For the third time this year, a federal court has upheld the legality of the land-into-trust process.

On Thursday, the 10th Circuit Court of Appeals rejected a challenge from the state of Utah. Officials argued that the Indian Reorganization Act of 1934, the law that authorized the land-into-trust process, was a violation of the U.S. Constitution.

The judges of the court disagreed. In the unanimous decision, they said the state failed to make its case that the IRA is an unconstitutional delegation of power to the Interior Department.

"We have previously acknowledged the statute itself places limits on the Secretary's discretion," Judge Mary Beck Briscoe wrote for the majority, citing a 10th Circuit case from 1999. The IRA's "legislative history identifies goals of 'rehabilitating the Indian's economic life' and 'developing the initiative destroyed by . . . oppression and paternalism' of the prior allotment policy," Briscoe added.

With the ruling, the 10th Circuit joins the 8th Circuit and the 1st Circuit this year in rejecting constitutional challenges to the land-into-trust process.

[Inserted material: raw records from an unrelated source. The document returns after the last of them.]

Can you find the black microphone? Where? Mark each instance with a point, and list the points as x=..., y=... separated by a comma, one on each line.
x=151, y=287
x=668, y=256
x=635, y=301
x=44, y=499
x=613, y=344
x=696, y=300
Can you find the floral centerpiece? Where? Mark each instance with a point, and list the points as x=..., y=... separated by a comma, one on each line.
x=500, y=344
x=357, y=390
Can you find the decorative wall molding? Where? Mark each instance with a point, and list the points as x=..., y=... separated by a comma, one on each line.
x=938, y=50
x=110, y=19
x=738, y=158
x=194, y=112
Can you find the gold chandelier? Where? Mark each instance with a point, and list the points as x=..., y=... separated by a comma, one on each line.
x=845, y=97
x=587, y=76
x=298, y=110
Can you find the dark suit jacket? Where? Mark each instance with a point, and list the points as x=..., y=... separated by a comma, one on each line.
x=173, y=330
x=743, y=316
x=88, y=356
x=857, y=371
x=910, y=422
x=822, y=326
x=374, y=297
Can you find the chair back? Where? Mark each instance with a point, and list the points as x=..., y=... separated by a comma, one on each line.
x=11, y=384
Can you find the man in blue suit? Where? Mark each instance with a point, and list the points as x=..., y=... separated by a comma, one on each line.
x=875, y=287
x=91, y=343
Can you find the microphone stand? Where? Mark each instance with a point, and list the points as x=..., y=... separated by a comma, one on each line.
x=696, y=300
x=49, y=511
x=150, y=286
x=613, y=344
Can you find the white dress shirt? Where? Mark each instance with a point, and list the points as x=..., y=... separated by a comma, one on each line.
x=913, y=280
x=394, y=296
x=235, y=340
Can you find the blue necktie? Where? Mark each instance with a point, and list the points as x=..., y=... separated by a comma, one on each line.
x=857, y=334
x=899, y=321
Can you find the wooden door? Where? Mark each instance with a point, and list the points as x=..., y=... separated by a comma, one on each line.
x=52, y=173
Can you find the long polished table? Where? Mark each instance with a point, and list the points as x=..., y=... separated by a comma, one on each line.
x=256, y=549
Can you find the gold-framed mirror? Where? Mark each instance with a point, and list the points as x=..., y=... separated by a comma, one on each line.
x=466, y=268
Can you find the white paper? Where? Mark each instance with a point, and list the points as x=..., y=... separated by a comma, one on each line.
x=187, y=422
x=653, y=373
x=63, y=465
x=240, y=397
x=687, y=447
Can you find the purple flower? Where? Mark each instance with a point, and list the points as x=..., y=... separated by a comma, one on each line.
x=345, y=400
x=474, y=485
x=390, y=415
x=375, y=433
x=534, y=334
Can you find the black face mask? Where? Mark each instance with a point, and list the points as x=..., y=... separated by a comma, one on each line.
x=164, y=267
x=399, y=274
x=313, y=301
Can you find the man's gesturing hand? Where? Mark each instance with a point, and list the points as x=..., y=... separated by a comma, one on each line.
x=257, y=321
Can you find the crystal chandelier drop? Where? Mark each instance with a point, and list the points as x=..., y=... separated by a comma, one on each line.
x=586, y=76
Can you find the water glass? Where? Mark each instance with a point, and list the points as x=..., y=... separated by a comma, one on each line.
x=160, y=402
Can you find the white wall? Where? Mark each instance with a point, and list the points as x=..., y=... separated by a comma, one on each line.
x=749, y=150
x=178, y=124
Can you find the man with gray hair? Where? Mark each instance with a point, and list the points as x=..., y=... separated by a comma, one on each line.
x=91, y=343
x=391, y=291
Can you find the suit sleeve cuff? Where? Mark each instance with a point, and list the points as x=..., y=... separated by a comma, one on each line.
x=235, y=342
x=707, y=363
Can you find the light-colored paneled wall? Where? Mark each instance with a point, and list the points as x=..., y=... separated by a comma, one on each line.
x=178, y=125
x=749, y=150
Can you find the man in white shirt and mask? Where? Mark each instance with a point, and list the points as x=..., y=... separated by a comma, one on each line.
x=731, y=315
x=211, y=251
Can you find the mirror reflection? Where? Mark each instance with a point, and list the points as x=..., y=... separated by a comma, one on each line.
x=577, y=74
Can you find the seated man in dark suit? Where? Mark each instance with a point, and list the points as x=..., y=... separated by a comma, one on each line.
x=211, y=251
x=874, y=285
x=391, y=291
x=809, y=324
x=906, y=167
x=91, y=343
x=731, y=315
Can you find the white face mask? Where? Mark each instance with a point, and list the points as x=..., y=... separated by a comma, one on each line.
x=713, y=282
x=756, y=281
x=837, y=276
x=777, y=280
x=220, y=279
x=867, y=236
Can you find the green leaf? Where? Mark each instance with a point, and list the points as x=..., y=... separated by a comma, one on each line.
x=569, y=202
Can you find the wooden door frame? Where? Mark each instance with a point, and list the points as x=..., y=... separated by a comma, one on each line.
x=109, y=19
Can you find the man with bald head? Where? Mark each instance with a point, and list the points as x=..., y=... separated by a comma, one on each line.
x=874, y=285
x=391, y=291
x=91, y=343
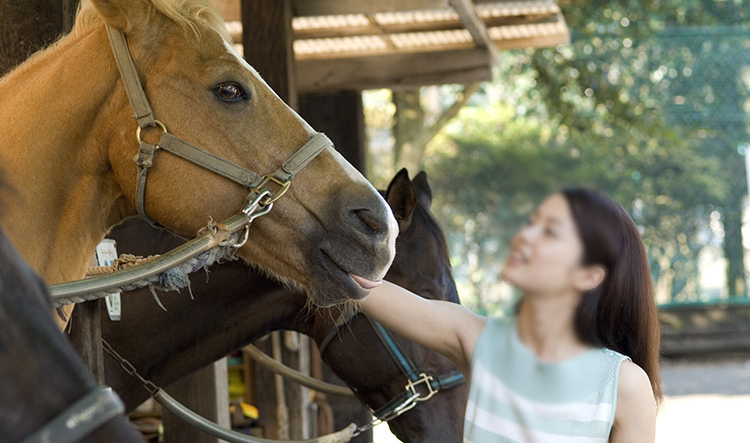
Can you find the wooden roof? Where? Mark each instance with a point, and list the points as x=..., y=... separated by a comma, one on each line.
x=366, y=44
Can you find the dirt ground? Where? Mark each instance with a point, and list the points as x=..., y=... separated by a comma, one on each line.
x=706, y=401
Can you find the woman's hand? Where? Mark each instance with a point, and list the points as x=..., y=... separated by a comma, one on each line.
x=445, y=327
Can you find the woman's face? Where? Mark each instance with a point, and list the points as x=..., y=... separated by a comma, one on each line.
x=546, y=253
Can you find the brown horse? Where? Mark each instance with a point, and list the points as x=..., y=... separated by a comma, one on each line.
x=69, y=141
x=237, y=305
x=41, y=376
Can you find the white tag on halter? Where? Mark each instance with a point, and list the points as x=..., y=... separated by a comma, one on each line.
x=106, y=254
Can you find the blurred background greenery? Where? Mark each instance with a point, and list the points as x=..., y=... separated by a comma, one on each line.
x=648, y=103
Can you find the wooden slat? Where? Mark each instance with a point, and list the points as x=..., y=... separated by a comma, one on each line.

Although the U.S. Supreme Court hasn't ruled directly on this issue, Bureau of Indian Affairs hope their legal battles are over.

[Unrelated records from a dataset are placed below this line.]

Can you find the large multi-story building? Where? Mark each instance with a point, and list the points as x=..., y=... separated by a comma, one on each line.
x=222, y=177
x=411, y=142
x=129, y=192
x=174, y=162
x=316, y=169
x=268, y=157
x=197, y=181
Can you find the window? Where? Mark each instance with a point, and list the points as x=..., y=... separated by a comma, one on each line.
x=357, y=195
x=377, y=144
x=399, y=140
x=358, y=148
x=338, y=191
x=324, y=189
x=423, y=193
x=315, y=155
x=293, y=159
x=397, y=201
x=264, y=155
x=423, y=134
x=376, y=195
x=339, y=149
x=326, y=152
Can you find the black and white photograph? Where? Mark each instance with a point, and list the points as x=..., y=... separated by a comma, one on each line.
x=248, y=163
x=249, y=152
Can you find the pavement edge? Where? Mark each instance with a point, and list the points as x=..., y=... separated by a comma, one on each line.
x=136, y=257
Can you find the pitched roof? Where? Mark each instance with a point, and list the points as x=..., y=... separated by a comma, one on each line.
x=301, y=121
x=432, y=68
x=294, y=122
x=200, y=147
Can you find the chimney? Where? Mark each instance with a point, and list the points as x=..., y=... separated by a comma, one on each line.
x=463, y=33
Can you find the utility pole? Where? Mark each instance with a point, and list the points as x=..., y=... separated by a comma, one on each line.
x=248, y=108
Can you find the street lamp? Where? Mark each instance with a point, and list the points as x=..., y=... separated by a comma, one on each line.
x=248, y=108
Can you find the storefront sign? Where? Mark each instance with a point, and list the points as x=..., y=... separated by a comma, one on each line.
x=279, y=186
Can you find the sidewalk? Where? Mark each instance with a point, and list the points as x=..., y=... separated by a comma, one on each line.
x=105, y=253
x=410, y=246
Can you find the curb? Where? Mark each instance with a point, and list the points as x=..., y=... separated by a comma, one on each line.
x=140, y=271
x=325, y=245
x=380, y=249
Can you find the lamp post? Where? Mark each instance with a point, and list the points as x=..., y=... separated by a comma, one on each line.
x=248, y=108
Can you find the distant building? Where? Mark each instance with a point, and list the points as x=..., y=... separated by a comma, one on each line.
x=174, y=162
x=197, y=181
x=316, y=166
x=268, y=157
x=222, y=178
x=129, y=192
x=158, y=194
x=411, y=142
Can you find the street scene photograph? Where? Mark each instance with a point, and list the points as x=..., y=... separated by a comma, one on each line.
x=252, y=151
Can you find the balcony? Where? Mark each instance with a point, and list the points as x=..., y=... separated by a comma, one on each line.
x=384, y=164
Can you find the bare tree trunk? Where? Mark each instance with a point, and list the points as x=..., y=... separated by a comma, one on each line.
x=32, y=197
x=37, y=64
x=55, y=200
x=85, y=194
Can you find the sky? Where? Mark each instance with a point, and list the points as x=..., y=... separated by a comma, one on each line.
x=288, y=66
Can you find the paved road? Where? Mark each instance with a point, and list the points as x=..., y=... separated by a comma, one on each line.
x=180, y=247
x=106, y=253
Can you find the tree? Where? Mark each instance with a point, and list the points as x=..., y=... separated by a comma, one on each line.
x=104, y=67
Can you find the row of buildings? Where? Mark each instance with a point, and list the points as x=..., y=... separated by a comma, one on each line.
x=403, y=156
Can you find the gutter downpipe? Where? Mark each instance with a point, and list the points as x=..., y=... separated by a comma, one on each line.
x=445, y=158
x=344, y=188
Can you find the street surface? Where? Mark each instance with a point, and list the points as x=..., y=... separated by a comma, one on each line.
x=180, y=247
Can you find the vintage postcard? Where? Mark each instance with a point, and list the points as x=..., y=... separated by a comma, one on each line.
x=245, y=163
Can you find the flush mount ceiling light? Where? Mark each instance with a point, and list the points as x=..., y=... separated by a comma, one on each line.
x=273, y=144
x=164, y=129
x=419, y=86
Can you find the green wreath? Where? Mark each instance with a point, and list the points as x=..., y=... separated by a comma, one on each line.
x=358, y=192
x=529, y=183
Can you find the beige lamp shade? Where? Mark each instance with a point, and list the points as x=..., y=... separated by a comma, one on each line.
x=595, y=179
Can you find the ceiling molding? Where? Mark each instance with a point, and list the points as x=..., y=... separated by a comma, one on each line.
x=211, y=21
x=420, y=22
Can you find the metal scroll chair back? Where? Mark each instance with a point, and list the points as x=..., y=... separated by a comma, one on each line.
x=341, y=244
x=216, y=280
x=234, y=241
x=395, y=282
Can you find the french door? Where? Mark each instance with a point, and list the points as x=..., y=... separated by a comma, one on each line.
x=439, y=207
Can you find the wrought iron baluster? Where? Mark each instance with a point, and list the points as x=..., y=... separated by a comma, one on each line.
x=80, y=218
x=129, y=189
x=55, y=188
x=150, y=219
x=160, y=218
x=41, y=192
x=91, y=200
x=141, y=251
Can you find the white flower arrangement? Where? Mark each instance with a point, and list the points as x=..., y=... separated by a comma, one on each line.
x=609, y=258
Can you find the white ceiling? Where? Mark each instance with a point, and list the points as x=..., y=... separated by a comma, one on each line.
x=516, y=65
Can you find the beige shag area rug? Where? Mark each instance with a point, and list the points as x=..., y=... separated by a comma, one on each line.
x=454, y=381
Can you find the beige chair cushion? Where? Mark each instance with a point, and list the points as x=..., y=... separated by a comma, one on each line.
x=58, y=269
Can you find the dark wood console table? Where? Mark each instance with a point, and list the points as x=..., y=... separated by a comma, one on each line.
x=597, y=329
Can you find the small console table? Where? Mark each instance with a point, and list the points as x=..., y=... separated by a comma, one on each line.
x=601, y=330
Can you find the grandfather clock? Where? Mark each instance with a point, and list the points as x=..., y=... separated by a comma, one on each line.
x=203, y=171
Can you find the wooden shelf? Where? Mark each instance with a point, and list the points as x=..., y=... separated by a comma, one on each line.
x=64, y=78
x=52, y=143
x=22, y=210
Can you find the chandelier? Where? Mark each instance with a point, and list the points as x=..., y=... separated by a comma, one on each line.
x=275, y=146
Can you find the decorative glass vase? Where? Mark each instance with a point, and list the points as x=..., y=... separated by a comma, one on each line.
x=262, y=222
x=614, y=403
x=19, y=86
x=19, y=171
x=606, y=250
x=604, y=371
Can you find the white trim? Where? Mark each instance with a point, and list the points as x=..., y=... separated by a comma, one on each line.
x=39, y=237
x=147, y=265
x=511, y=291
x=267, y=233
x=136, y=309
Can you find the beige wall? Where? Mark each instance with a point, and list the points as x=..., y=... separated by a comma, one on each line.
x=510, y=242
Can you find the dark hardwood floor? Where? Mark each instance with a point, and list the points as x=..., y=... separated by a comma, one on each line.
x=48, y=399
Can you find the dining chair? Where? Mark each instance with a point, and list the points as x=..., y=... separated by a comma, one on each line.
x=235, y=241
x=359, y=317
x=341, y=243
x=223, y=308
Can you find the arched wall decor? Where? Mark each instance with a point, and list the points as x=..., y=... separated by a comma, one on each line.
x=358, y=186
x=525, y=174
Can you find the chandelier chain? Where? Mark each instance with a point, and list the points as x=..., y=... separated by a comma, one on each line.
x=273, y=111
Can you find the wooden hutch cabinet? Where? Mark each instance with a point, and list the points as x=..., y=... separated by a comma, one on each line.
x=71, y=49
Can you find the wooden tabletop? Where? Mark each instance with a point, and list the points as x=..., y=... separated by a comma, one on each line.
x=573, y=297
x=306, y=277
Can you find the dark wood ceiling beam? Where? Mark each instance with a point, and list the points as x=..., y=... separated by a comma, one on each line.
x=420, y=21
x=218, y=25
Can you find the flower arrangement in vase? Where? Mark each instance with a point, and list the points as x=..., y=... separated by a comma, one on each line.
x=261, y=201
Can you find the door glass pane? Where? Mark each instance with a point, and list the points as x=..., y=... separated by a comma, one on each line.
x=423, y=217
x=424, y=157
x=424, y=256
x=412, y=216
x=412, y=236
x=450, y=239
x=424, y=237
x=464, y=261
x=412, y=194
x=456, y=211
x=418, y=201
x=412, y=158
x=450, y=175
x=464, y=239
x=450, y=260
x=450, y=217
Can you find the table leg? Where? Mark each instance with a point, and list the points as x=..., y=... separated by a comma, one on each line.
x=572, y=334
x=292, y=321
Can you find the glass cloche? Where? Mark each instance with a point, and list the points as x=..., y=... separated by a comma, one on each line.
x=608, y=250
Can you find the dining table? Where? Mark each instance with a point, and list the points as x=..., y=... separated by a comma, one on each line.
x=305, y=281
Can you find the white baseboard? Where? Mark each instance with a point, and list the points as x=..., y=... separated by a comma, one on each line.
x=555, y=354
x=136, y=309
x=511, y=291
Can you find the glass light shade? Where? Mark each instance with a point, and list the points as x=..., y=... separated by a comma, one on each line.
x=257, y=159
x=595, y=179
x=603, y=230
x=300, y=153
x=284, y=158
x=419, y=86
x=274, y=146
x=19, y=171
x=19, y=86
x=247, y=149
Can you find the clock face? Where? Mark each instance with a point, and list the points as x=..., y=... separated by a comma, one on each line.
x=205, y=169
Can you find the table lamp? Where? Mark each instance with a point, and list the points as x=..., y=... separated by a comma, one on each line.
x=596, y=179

At a recent conference in Las Vegas, George Skibine, the BIA official in charge of gaming, said "we hope these sort of challenges will be put to rest" now that numerous circuit courts have ruled in the government's favor.

Despite the victories, tribal leaders say land-into-trust decisions face lengthy delays at the BIA due to controversy over Indian gaming. "There seems to be a fear within [Skibine's] office that there may be a floodgate coming down," said Deron Marquez, the chairman of the San Manuel Band of Mission Indians in California, at the Las Vegas conference.

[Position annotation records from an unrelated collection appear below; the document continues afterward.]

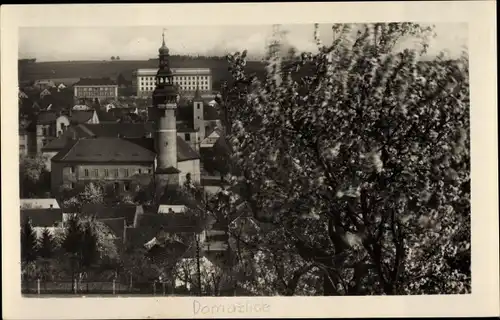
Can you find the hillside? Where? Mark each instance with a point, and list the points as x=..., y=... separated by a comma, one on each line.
x=79, y=69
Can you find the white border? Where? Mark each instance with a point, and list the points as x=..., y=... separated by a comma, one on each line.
x=480, y=16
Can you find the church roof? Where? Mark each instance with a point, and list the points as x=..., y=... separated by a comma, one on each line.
x=81, y=116
x=42, y=217
x=114, y=149
x=95, y=82
x=105, y=149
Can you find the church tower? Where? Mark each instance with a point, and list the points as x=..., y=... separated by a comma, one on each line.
x=165, y=98
x=198, y=121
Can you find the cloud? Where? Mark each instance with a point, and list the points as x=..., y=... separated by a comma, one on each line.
x=142, y=42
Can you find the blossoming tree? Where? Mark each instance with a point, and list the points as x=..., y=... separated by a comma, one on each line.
x=356, y=158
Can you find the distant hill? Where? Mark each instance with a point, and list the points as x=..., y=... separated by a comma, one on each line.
x=81, y=69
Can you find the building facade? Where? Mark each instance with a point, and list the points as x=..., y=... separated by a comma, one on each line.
x=186, y=79
x=90, y=88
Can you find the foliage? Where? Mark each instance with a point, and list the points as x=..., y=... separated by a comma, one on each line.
x=28, y=243
x=92, y=193
x=361, y=169
x=46, y=244
x=34, y=179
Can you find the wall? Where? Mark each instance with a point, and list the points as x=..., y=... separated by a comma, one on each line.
x=72, y=175
x=96, y=91
x=194, y=139
x=23, y=144
x=56, y=177
x=198, y=123
x=48, y=159
x=189, y=166
x=62, y=123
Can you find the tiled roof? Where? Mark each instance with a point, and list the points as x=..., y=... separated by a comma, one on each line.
x=171, y=223
x=169, y=170
x=95, y=82
x=116, y=225
x=185, y=151
x=42, y=217
x=81, y=116
x=105, y=116
x=47, y=117
x=108, y=147
x=105, y=149
x=39, y=203
x=210, y=113
x=59, y=143
x=129, y=130
x=101, y=211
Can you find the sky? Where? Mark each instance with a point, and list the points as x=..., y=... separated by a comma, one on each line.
x=142, y=42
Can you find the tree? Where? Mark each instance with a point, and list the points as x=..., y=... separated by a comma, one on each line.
x=28, y=243
x=92, y=193
x=46, y=244
x=72, y=245
x=357, y=159
x=89, y=246
x=34, y=179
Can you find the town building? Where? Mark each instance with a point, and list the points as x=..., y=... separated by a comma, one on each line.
x=188, y=80
x=161, y=154
x=95, y=88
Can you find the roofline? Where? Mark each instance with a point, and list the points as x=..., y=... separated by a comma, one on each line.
x=104, y=162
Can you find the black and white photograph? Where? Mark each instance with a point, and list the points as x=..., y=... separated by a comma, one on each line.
x=257, y=160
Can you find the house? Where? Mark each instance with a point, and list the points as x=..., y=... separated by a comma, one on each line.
x=116, y=161
x=96, y=88
x=44, y=93
x=43, y=218
x=211, y=138
x=44, y=84
x=49, y=203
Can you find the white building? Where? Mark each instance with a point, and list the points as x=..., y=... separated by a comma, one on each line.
x=188, y=79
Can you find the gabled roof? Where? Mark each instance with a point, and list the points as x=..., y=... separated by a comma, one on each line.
x=101, y=211
x=47, y=117
x=185, y=151
x=105, y=149
x=41, y=217
x=210, y=112
x=81, y=116
x=39, y=203
x=116, y=225
x=73, y=132
x=129, y=130
x=95, y=82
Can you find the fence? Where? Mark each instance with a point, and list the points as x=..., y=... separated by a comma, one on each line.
x=41, y=287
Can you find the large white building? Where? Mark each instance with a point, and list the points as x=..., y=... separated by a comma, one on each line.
x=188, y=79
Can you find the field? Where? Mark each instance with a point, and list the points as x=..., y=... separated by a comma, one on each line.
x=96, y=69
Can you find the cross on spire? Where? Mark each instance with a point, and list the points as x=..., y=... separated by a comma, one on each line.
x=163, y=36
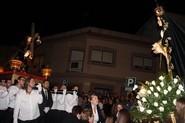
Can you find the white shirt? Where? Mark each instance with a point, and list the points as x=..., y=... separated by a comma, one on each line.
x=4, y=99
x=95, y=113
x=26, y=105
x=13, y=90
x=70, y=101
x=59, y=101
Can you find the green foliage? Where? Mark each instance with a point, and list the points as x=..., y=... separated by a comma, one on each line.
x=157, y=98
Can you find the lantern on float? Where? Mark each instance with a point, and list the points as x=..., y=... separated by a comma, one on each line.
x=46, y=72
x=15, y=64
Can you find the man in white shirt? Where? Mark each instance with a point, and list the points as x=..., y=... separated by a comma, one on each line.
x=47, y=101
x=26, y=105
x=13, y=90
x=3, y=101
x=97, y=114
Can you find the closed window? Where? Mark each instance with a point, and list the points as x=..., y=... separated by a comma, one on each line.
x=76, y=60
x=142, y=63
x=102, y=56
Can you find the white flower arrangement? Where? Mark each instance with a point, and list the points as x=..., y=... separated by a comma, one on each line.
x=158, y=98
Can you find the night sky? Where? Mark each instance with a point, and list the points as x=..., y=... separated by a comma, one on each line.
x=51, y=18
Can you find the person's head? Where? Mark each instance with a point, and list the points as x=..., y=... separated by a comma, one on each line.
x=76, y=111
x=8, y=83
x=75, y=88
x=3, y=82
x=94, y=99
x=62, y=87
x=123, y=117
x=20, y=81
x=45, y=84
x=29, y=83
x=119, y=107
x=180, y=108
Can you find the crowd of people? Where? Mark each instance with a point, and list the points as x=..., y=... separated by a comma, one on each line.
x=27, y=101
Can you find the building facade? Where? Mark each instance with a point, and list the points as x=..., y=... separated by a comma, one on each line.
x=98, y=59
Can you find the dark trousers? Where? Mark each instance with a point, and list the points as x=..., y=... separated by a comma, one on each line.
x=28, y=121
x=3, y=116
x=10, y=115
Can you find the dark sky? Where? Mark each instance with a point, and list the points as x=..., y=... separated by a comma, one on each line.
x=51, y=18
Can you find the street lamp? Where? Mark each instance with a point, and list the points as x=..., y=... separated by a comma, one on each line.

Bush administration officials have denied any attempts to purposely delay or derail the process. "There is no moratorium on land-into-trust," Jim Cason, the associate deputy secretary at Interior, flatly said at the National Congress of American Indians conference last week.

Cason said the BIA divides land-into-trust applications into five "buckets" depending on the location of the land and its proposed use. The first four buckets, he said, are for non-gaming acquisitions: tribal on-reservation, tribal off-reservation, individual on-resevation and individual off-reservation.

The fifth bucket, he said, is for all gaming-related applications. These decisions are made by the central office in Washington, D.C.

According to Skibine, the Bush administration has made 15 land-into-trust for gaming decisions since 2001. An additional nine decisions are pending at the BIA, he said in Las Vegas.

The application at issue in yesterday's ruling was from 1995 and did not involve gaming. The BIA agreed to acquire two parcels of off-reservation land totaling about 25 acres for the Shivwits Band of Paiute Indians of Utah. The two parcels are located along a major interstate.

The tribe developed the land by placing billboards on the parcels. State and local officials tried to halt development, saying the billboards violated state and federal law but this argument was rejected by the 10th Circuit.

One of the judges on the panel, however, wrote separately to say that the federal Highway Beautification Act, which mentions billboards placed by interstates, applies to Indian Country and that the BIA has to enforce it. The other judges didn't address whether the law applies to Indian lands because they said the state failed to raise the issue of BIA enforcement on appeal.